You say this like it's a Bad Thing. The alternative would be what? Embrace death?
No, and I would not expect to, but I could probably point to several dozen examples of actual working scientists who are willing to say that intelligent design cannot possibly demonstrated as worthy of discussion in a classroom setting, and who are willing to employ legistlatures and judges in their cause.
I had no idea all this time you were living in a flooded house and driving a jalopy.
I thank you, and the horse you rode in on.
I suspect it equals 10, usually, unless by "+" you mean something other than applying an add op code to a couple of CPU registers.
Always with the misleading rhetoric: I doubt that you can find such scientists, but I'll bet you can find plenty who will tell you that ID isn't worth discussing in a SCIENCE classroom--and that's because it isn't--it hasn't done the dogwork that makes other disciplines into sciences.

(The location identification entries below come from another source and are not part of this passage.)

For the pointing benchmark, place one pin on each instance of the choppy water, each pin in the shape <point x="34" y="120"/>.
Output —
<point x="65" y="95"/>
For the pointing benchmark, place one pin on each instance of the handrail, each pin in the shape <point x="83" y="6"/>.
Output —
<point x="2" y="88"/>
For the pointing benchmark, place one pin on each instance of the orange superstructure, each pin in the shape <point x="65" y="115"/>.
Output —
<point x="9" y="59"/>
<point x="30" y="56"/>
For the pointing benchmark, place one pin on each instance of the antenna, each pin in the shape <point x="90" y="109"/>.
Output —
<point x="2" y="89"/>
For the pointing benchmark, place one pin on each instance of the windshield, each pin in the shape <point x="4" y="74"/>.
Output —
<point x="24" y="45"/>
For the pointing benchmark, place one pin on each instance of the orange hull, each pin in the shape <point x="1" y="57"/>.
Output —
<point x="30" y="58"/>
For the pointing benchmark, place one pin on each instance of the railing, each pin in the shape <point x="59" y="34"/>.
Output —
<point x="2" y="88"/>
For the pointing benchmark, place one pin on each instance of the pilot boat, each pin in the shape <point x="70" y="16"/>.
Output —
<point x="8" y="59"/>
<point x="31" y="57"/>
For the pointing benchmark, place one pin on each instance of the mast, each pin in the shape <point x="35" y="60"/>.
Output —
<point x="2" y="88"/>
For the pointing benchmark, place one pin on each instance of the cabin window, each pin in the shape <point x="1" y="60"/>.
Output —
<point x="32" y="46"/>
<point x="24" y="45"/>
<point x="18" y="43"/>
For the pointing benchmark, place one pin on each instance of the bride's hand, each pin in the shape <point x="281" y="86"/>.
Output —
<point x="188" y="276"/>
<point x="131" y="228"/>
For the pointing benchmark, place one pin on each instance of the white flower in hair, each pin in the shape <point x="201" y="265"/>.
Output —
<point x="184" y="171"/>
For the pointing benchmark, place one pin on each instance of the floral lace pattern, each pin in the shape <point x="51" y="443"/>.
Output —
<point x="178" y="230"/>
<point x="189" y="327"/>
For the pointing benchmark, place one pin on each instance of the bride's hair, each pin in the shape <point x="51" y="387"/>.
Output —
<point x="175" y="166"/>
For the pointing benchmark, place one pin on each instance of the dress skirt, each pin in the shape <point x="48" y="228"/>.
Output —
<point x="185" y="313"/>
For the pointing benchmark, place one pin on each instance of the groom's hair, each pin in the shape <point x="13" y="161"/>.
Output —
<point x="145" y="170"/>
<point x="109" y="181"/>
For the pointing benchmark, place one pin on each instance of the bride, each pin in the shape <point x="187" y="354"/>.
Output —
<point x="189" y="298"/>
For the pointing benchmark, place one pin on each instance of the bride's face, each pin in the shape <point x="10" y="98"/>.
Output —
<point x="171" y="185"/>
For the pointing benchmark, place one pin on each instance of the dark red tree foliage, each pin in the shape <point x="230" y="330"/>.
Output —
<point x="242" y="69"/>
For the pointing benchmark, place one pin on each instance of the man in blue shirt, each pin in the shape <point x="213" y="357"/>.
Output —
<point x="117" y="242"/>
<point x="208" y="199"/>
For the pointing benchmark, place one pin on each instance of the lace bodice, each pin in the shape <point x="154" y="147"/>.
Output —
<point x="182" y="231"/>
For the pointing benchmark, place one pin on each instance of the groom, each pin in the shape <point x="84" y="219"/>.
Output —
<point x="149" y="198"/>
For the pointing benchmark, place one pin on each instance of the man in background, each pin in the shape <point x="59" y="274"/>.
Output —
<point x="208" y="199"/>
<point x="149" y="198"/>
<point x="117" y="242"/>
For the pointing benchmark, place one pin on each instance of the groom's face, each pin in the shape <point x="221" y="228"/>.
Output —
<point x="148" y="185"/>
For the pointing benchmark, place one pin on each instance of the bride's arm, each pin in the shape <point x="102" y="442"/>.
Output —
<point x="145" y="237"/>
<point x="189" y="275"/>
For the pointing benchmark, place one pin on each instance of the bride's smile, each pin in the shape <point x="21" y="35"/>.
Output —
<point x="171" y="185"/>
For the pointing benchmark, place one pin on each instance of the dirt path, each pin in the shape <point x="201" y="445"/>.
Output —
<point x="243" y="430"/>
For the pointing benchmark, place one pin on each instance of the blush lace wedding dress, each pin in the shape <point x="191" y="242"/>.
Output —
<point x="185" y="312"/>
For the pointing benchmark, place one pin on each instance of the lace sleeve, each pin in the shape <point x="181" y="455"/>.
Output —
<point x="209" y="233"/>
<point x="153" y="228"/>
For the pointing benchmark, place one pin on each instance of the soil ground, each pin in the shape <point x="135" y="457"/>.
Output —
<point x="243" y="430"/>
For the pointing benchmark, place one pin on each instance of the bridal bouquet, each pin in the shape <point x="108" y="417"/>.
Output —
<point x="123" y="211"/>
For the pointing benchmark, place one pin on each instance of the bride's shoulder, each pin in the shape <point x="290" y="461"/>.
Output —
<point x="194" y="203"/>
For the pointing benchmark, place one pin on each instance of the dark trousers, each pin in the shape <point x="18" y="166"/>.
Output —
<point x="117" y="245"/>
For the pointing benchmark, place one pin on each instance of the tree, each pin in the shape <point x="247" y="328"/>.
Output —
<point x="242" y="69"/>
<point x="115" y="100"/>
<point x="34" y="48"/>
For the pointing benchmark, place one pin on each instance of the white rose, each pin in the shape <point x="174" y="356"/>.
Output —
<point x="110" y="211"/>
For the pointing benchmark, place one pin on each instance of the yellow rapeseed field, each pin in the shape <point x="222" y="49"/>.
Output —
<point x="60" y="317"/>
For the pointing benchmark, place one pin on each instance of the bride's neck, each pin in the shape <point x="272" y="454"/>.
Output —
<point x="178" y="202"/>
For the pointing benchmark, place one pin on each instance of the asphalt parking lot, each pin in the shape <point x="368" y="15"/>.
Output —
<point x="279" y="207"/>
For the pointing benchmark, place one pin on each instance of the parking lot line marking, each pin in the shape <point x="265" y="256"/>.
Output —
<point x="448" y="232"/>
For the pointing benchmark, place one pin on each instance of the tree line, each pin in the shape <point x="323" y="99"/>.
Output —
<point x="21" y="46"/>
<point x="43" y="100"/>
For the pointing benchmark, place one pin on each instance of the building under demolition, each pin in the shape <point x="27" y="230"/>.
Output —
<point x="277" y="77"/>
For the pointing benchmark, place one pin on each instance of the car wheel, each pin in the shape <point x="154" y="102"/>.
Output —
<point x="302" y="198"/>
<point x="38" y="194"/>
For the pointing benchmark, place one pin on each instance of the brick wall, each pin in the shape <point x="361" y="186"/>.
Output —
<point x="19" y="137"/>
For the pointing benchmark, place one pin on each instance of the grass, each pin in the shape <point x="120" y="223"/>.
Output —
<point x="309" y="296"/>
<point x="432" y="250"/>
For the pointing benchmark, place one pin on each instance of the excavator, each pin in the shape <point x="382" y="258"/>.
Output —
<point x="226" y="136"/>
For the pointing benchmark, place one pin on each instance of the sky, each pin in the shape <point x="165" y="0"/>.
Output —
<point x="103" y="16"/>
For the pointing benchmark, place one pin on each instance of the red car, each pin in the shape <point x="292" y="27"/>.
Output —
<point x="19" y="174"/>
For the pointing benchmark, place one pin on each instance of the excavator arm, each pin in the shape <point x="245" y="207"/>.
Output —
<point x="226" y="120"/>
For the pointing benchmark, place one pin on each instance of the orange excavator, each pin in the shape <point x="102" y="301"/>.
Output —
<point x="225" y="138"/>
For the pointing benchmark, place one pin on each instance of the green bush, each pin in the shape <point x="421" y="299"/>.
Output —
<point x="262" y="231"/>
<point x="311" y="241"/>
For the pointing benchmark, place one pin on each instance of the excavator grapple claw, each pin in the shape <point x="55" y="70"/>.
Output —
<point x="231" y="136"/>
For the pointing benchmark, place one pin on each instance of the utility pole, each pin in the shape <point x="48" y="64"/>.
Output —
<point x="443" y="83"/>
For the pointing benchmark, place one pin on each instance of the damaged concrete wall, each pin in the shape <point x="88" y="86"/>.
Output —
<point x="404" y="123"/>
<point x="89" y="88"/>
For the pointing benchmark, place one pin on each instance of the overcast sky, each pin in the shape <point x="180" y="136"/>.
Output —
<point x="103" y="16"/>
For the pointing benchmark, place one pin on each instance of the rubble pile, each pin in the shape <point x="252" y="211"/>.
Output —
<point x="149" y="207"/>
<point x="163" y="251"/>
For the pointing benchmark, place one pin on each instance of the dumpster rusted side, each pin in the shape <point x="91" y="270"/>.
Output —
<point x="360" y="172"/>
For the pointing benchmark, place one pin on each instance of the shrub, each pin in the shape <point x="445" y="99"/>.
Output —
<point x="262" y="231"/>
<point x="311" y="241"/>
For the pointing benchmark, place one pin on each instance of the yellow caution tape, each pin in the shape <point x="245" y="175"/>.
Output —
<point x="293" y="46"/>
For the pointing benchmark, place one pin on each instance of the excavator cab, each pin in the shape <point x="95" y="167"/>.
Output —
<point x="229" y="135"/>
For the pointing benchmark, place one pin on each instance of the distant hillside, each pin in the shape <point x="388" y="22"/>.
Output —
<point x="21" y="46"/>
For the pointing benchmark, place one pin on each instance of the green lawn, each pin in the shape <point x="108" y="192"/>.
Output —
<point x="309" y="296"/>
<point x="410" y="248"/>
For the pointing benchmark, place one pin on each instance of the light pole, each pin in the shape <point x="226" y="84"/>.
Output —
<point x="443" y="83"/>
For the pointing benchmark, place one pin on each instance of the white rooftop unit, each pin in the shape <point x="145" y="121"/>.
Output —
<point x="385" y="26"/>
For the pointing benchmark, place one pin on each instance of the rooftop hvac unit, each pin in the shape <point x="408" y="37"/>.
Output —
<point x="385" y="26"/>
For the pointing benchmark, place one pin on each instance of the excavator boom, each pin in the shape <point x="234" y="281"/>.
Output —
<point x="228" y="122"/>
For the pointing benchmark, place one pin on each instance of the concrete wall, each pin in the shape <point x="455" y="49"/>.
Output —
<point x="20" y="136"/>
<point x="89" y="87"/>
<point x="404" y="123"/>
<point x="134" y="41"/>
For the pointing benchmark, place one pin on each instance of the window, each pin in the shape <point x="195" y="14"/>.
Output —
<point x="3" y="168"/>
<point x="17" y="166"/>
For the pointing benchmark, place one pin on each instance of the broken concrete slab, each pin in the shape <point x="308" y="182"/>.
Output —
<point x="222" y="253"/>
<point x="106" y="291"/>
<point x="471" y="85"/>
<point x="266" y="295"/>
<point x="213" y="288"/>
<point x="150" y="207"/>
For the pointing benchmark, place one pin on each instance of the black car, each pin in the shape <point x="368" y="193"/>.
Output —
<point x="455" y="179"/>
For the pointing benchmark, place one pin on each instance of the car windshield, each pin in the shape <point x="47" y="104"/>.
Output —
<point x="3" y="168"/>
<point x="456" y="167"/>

No, the point is that you made a claim which has been shown false but aren't man enough to admit it.
I agree, it is a dead horse. I've proved my point with Dawkins' writings. But as long as you guys post to me I'll give you the courtesy of a reply.
Ill play along though: It is my opinion that if Ayn Rand was Queen, she would ban religion.
Then her view of religion accords with Marx and in that arena her views were Marxist.
No. The point is, that this whole discussion has been over a series of assertions posted by Doctor Stochastic. I used his definitions to show a contradiction. Now this supposed great error on my part is what you have dug your teeth into. Enjoy the air which your jaws encompass. You can no more stop the summation than you can stop the dropping of needles to calculate the probability of Buffon's problem, they both involve pi. Arguments are in context. You ignore the context. So enjoy your air.
I posted this particular interview in its entirety up thread, around 2043 I think.
Ed seems to think that "stamping out" doesn't mean stamping out but something less than stamping out. Of course I have a different opinion since I can conceive of no rational reason to leave smallpox floating around the population if one could "stamp it out".
But my view on Dawkins isn't based on "quote mining", it's based on reading numerous articles he has written on religion and various interviews.
It's my opinion and if Dawkins thinks my opinion is "libel" Ed, he has no more understanding of the United States Constitution, American jurisprudence or libel laws in America.
placemarker
Now you're lying about my posts? That post is clear - one can want something stamped out but not advocate banning it. I for example would like Creationist Lying like yours stamped out, but don't think it should be banned.
Do you really think you're fooling anyone?
As for Dawkins, you have lied about him in writing and that is the dictionary meaning of libel, even here in America.
"Supposed" error? Bullshit. You claimed that rational arithmetic is closed under all the operations in that equation. It has been shown otherwise but you won't admit you were wrong. It is pathetic.
That post is clear - one can want something stamped out but not advocate banning it.
LOL, you're a joke Ed.
extinguish
verb
When will Dawkins be appearing?
Furthermore you know no more about the First Amendment, American jurisprudence or libel law than Mr. Dawkins, nor do you evidently care.
No Doc. The alternative would be to embrace Life.
Hey Gore3000! Hows it going?
Then her [Rand] view of religion accords with Marx and in that arena her views were Marxist.
Which goes to show how ridiculous using one's views on religion as a criteria for defining them as a Marxist.
This has been a very Gore3000esque exchange. Thanks for the memories.